Hi,
I'm working with a client that will be receiving a $800,000 SBA loan. He currently owns 50% of an Scorp and 50% interest in a partnership. The partnership owns the building that the Scorp is renting from. His plan is to use $200K to purchase the other 50% of the Scorp shares and $230K to purchase the other 50% interest in the partnership. $300K of the loan will be used to pay off the existing building loan and the remaining $70K will be used by the Scorp for cash flow. SBA can only deposit the loan into one account and can only accept payment from one account. We're trying to figure out the best way to structure this to line up the balance sheets and be able to deduct the interest. My thinking is to have SBA deposit the $800K into the partnership (which will soon be a single member LLC). From there, the LLC can loan the Scorp $70K for the cash flow and my client $430K for the purchase of the shares and partnership interest. The LLC would deduct 100% of the interest and report interest income from the Scorp and my client using the same interest rate that aligns with the SBA. The Scorp and my client would also get an interest deduction on their respective tax returns. Am I missing anything? Any better ideas?
Thanks
According to my client, the LLC, Scorp, and individual will all be on the loan and can be deposited into the entity of choice. I'll find out what the intended uses of the funds disclosed are for.

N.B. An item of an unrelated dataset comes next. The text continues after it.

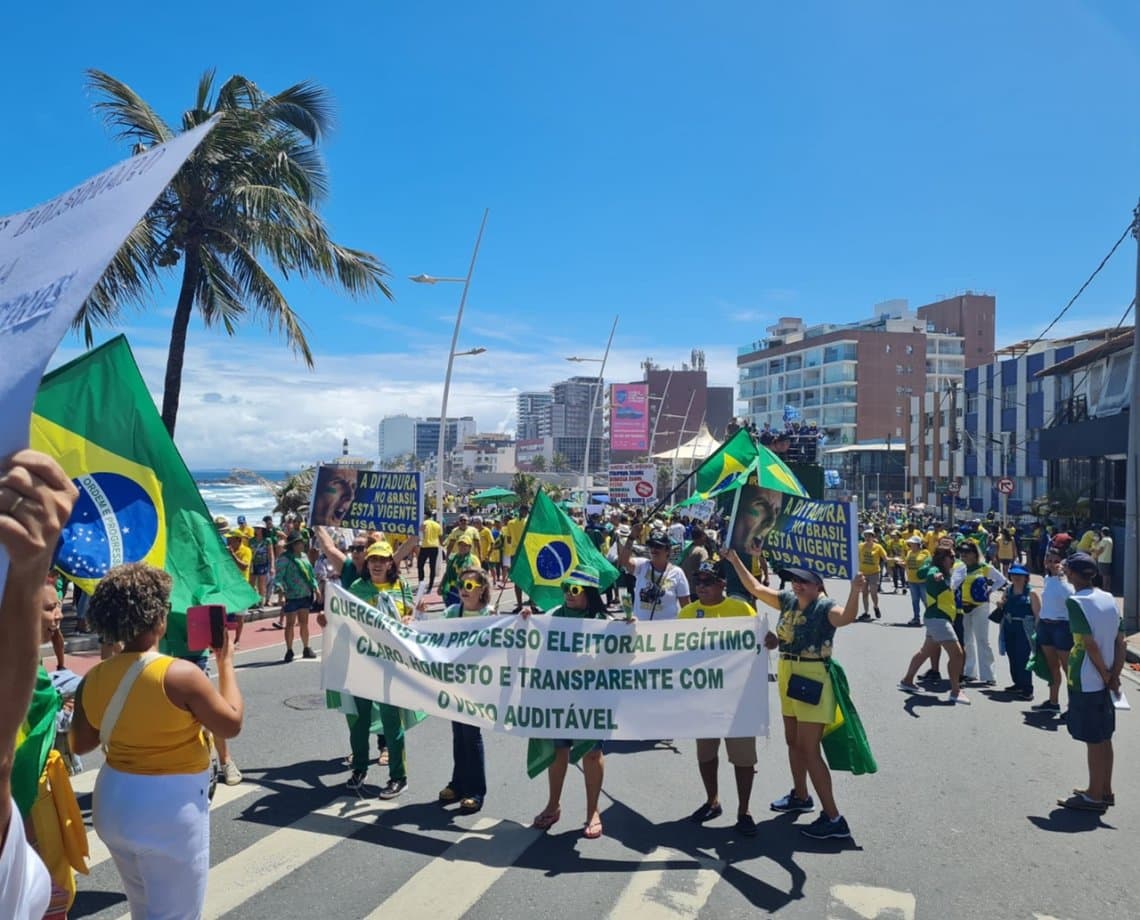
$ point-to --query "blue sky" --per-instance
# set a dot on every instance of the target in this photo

The intended uses were disclosed. They match what I mentioned earlier
To summarize, factually: an individual will have a SMLLC and an S Corp and this is self-rental. The SMLLC intends to be a lender to the sole proprietor, so the loan proceeds used to buy the partnership and the property all belong to the individual, and it's not part of the business operation. The sole proprietor intends to pay themselves interest, to allow both parties to claim it. And they're changing real estate interest to personal interest. The SMLLC is a lender to the S Corp. The fractions to the sole proprietor are the purchase of the rest of the S Corp, to buy out the partner, to shore up the S Corp, and to pay off the mortgage.
It seems this is all personal, including a loan from Shareholder? Are you maybe running the data in circles?

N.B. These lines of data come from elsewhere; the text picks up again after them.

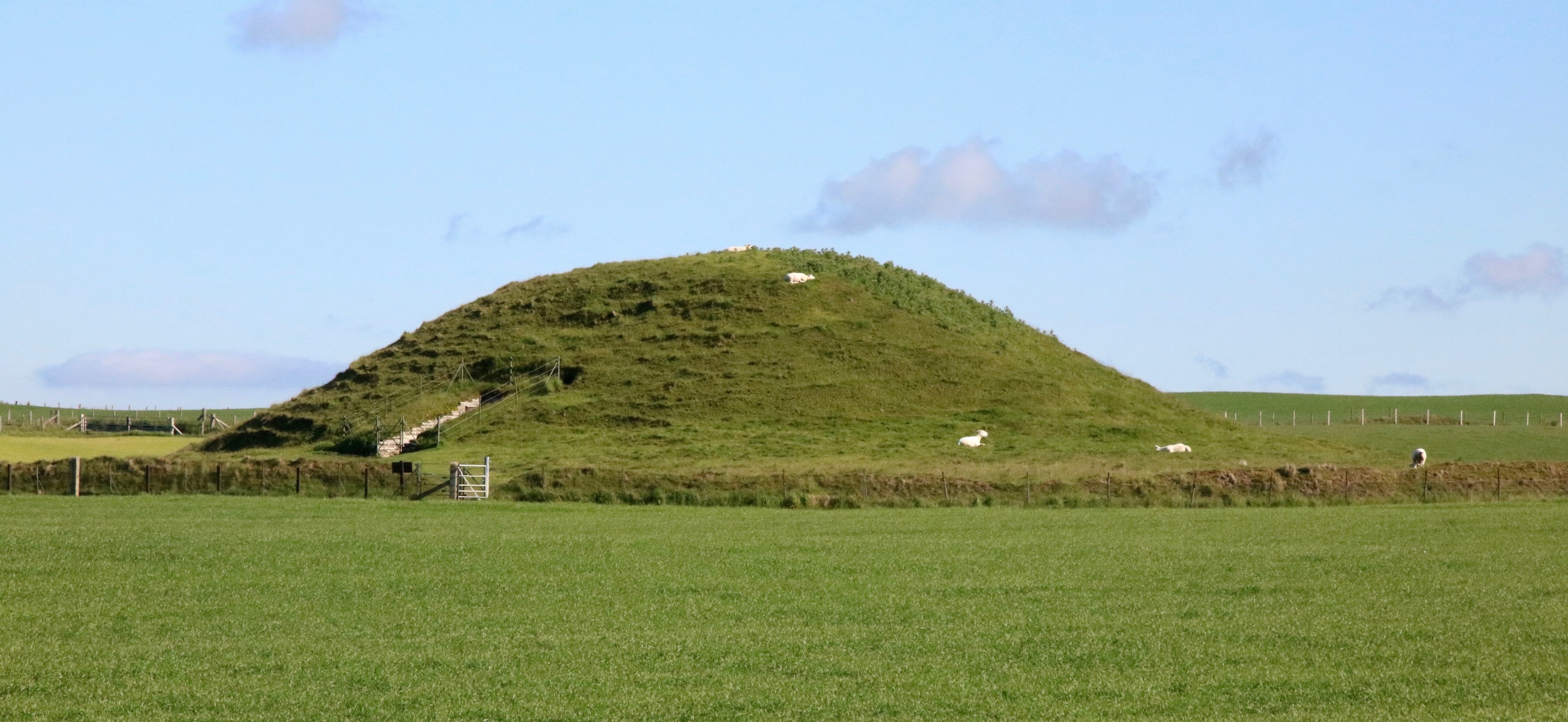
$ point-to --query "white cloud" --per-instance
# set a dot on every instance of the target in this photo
(300, 24)
(1216, 368)
(187, 368)
(1291, 381)
(966, 185)
(1537, 271)
(1399, 379)
(1246, 160)
(462, 227)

That's correct. The only part that would be business is the $300K to refinance the SMLLC building and the $70K loan to the Scorp. The rest is personal to buy out the shares and partnership interest. Does it make sense to have the full amount of the loan issued to the individual? He can then loan the Scorp the $70K and deduct the rest of the interest on the 1040.
The refi is on a personal investment (real estate), not a business activity. That goes with the personal return. The loan to the S Corp is a personal loan "from shareholder." The S Corp does not pay the SBA directly, if it's not the S Corp as the borrower. If the S Corp pays the SBA, that's really a distribution to the shareholder. If there is a wrap around lending agreement, the S Corp pays the person, the person pays the SBA.

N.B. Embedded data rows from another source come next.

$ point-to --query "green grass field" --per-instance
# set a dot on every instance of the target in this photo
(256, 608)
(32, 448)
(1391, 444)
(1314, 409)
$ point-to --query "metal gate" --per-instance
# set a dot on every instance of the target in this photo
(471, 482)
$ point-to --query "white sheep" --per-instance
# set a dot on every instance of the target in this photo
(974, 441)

"Does it make sense to have the full amount of the loan issued to the individual?"
Here's what you stated: "the LLC, Scorp, and individual will all be on the loan and can be deposited into the entity of choice"
All on the loan is not the same as three separate loans. The LLC is moot, it's the person now. The S Corp is the only other entity, so if the individual is signing as President, that is person + Corp. If they are signing alone, they are the borrower and the debt is all theirs no matter what.
I read a lot of semantics here, but it's a shorter line between the points. It seems to be one person, multiple activities, not multiple start and end points.
First of all, thank you both for your time and input. I truly appreciate it!
In the end, the goal is to be able to deduct as much interest from the loan as possible. The $800K can only be deposited into one account. If it's deposited into the individuals account, he should be able to deduct the interest from the Scrop share purchase on schedule E. The 50% interest in the partnership is primarily the partner's equity in the building. I'm assuming he can deduct the interest from that as well as the $300K refi on schedule E. The $70K to the Scorp would be a loan from the shareholder with the Scorp deducting interest according to the note and the shareholder claiming as interest income on the 1040. I believe the only way to deduct the interest on the $70K would be as investment interest on the schedule A.